LLVM is implemented in C++ and the main crux of it is the LLVM core libraries it provides. These libraries provide us with opt tool, the target independent optimizer, and code generation support for various target architectures. There are other tools which make use of core libraries, but our main focus in the book will be related to the three mentioned above. These are built around LLVM Intermediate Representation (LLVM IR), which can almost map all the high-level languages. So basically, to use LLVM's optimizer and code generation technique for code written in a certain programming language, all we need to do is write a frontend for a language that takes the high level language and generates LLVM IR. There are already many frontends available for languages such as C, C++, Go, Python, and so on. We will cover the following topics in this chapter:
- Modular design and collection of libraries
- Getting familiar with LLVM IR
- LLVM Tools and using them at command line
The most important thing about LLVM is that it is designed as a collection of libraries. Let's understand these by taking the example of LLVM optimizer opt. There are many different optimization passes that the optimizer can run. Each of these passes is written as a C++ class derived from the Pass class of LLVM. Each of the written passes can be compiled into a .o file and subsequently they are archived into a .a library. This library will contain all the passes for opt tool. All the passes in this library are loosely coupled, that is they mention explicitly the dependencies on other passes.

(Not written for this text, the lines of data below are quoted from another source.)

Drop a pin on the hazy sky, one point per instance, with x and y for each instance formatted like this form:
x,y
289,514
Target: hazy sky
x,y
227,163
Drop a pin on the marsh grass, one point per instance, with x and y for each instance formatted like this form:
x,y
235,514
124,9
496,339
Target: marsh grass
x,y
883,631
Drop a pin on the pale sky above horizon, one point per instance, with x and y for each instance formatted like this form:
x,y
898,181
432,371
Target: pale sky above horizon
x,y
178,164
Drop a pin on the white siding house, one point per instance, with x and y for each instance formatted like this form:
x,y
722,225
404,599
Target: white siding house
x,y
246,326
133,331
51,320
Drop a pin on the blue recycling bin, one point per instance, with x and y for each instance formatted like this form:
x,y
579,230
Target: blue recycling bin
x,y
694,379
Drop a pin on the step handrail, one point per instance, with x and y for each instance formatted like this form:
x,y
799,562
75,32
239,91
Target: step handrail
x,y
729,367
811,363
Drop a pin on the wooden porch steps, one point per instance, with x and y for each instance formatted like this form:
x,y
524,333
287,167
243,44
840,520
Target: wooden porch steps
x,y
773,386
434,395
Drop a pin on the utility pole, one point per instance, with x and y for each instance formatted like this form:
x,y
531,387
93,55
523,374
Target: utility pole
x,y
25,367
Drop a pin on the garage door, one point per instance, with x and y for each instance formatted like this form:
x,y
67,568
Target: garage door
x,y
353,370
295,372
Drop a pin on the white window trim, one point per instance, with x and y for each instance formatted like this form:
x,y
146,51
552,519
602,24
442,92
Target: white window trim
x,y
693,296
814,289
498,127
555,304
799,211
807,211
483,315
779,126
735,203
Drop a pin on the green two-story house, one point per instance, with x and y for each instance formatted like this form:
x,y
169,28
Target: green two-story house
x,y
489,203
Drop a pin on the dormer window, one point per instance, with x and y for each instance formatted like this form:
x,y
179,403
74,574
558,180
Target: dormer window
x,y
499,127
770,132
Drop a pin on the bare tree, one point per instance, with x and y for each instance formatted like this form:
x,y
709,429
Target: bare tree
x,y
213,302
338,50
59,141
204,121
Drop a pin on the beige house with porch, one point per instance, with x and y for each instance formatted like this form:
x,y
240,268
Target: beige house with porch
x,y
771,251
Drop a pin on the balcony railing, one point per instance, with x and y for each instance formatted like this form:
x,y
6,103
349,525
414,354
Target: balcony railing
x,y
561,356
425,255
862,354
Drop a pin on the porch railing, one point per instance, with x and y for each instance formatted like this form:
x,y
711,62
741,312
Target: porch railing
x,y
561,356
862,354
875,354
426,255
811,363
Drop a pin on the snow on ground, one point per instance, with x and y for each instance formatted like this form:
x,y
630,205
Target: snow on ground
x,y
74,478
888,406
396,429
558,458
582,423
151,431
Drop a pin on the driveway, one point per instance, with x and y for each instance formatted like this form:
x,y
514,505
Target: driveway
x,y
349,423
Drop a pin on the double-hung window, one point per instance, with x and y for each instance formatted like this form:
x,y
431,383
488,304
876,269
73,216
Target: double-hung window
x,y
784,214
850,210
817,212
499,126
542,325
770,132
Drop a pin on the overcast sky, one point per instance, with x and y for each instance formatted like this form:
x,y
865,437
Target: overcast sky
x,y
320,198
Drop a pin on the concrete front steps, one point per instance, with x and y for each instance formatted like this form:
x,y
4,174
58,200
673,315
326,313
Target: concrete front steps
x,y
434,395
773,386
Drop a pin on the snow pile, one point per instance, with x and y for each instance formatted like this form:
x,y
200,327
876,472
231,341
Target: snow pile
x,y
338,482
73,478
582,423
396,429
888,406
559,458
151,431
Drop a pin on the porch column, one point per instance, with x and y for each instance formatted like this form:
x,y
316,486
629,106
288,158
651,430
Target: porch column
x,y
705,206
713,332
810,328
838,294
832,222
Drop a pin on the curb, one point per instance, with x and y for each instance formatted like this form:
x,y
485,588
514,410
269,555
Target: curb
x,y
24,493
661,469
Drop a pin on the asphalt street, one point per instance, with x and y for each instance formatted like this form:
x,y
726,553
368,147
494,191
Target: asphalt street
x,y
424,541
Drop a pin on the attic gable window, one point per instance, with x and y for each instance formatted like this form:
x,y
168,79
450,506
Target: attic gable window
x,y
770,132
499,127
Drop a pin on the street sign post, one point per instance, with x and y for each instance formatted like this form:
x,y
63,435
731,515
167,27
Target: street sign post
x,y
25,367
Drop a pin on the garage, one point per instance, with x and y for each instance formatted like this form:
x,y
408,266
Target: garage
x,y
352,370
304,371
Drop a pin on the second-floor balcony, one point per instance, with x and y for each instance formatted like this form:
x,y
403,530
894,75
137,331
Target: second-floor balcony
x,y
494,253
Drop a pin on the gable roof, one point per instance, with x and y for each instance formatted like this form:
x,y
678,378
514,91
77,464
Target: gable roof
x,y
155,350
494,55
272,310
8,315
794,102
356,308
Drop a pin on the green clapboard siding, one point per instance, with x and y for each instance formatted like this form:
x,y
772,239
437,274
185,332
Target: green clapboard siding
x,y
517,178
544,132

When the optimizer is ran, the LLVM PassManager uses the explicitly mentioned dependency information and runs the passes in optimal way. The library based design allows the implementer to choose the order in which passes will execute and also choose which passes are to be executed based on the requirements. Only the passes that are required are linked to the final application, not the entire optimizer.
The following figure demonstrates how each pass can be linked to a specific object file within a specific library. In the following figure, the PassA references LLVMPasses.a for PassA.o, whereas the custom pass refers to a different library MyPasses.a for the MyPass.o object file.
The code generator also makes use of this modular design like the Optimizer, for splitting the code generation into individual passes, namely, instruction selection, register allocation, scheduling, code layout optimization, and assembly emission.
In each of the following phases mentioned there are some common things for almost every target, such as an algorithm for assigning physical registers available to virtual registers even though the set of registers for different targets vary. So, the compiler writer can modify each of the passes mentioned above and create custom target-specific passes. The use of the tablegen tool helps in achieving this using table description .td files for specific architectures. We will discuss how this happens later in the book.
Another capability that arises out of this is the ability to easily pinpoint a bug to a particular pass in the optimizer. A tool name Bugpoint makes use of this capability to automatically reduce the test case and pinpoint the pass that is causing the bug.